Subsequently, those who from the outset merely surrendered to the anti-Islamic trends and viewed religion as a means of power and polity, took up the rule, recruited a powerful and equipped army of newly converted Muslims who were unfamiliar with the basic teachings of the Islam, and by means of forged traditions of the Prophet (s) and ostensibly religious justifications persuaded them to slaughter and plunder the Muslims!

It is truly admonitory that such men as 'Abd Allāh b. 'Umar who, according to the historical reports regarded such high status and authenticity for themselves and were so cautious and obsessive during the Caliphate of 'Alī b. Abī Tālib ('a) that they would say, “We should be the last ones to swear allegiance to 'Alī1!” Whereas in order to prevent people from opposition to Yazīd and to encourage them to pledge allegiance to him, they proclaimed, “The one who dies without a pledge of allegiance to Yazīd will die similar to the one who dies in a state of ignorance.”222

Yet, what is more admonitory is that these people who did not pledge allegiance to 'Alī ('a)'s mighty hands, mind, and faith or when they did they did it hesitantly, hastened by night to pledge allegiance to such persons as Hajjāj b. Yūsuf Thaqafī - the historically notorious savage - not by shaking his hand as it was common but by vilely kissing his feet!

C. From whatever aspect that is considered, the tragedy of Karbalā and the massacre and plunder of Madinans are too massive and shameful; but what makes the resonance of those tragedies more painful and agonizing is that the perpetrators of such cruelities have introduced their inhuman actions as based on faith and religious foundations, to the extent that the commanders of Yazīd army in order to spur the troops to fight would shout at them ”yā khail Allāh - O Army of Allah!”3

Or, in the battle of Harrah, Muslim b. 'Uqba - the commander of Syrian army - wishes that before dying he would be able to suppress the revolt of Medina and to terminate Yazīd's opponents in order to have enough spiritual provision in his book of deeds when meeting Allah on the day of Resurrection!

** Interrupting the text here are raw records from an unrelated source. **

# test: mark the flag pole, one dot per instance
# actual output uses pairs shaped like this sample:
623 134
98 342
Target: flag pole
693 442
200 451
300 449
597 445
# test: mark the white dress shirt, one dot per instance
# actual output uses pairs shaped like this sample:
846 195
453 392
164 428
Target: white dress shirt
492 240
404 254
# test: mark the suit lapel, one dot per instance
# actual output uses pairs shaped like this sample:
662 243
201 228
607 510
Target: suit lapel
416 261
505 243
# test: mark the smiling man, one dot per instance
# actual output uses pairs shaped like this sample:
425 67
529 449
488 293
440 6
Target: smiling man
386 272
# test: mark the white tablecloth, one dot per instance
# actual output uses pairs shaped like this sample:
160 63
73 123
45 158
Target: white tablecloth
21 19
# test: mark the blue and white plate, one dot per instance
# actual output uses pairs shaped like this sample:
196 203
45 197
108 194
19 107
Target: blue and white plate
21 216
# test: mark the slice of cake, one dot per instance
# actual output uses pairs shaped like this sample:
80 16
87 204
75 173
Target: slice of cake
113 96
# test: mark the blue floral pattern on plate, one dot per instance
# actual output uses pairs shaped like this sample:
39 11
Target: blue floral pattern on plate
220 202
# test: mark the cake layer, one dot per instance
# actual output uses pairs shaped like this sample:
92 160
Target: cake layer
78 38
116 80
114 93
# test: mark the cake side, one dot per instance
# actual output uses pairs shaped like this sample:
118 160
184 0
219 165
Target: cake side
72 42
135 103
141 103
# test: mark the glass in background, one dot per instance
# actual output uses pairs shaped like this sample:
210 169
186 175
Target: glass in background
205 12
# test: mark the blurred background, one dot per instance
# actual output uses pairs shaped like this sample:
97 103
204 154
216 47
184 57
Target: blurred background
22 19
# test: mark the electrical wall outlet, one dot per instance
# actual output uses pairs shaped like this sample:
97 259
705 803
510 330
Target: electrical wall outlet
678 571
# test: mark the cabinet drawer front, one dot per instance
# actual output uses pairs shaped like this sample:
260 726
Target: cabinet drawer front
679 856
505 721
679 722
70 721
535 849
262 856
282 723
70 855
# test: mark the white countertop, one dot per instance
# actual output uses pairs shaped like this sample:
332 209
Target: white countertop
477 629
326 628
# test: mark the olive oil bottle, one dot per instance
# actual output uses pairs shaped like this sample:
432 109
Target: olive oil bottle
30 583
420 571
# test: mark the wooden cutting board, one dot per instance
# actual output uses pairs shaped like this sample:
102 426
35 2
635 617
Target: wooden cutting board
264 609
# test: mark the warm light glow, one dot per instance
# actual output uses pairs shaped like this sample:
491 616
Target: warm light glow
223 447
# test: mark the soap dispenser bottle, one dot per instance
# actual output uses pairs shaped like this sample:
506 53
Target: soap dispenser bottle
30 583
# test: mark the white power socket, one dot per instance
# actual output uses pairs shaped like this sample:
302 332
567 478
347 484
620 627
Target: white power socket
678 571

No doubt, such slogans, statements and tactics are more of a devilish and political nature than being rooted in ignorance and misunderstanding of religion. Unfortunately these policies and practices rapidly influenced the hearts and minds of the newly converted naïve Muslims and the weak in faith and knowledge of Islamic teachings at that time.

It is for these reasons that the true scholars and the guardians of ideological boundaries of religion have always been concerned with such misapplications and misunderstanding of religion by the begrudged and spiteful and the feebleminded. In addition, whenever possible, they have tried to represent the humane and rational essence of religion so that no counter human and imprudent movement might be able to disguise its deviated and detrimental face under superficially religious slogans and banners.

Hoping that report of this crucial period of early Islamic history may be a step towards further appreciation of the real nature of the Umayyid's Rule and its background, brutal policies and devilish tactics, its distortion of the Islamic teachings and the grievous aftermaths. It may provide lessons from this painful incident for distinguishing truth from falsehood and also serve as admonitions for avoiding wrong, inhumane, and anti-religious ways and as motivation for moving toward justice, fairness, and righteousness.

Ahmad Turābī
April 2008

  • 1. Ibn Abī al-Hadīd, Sharh-i Nahj al-Balāgha, vol. 4, p.11.
  • 2. Dhahabī, Siyar A‘lām al-Nubalā, vol. 3, p. 325.
  • 3. Al-Mufīd, Al-Irshād, vol. 2, p. 92.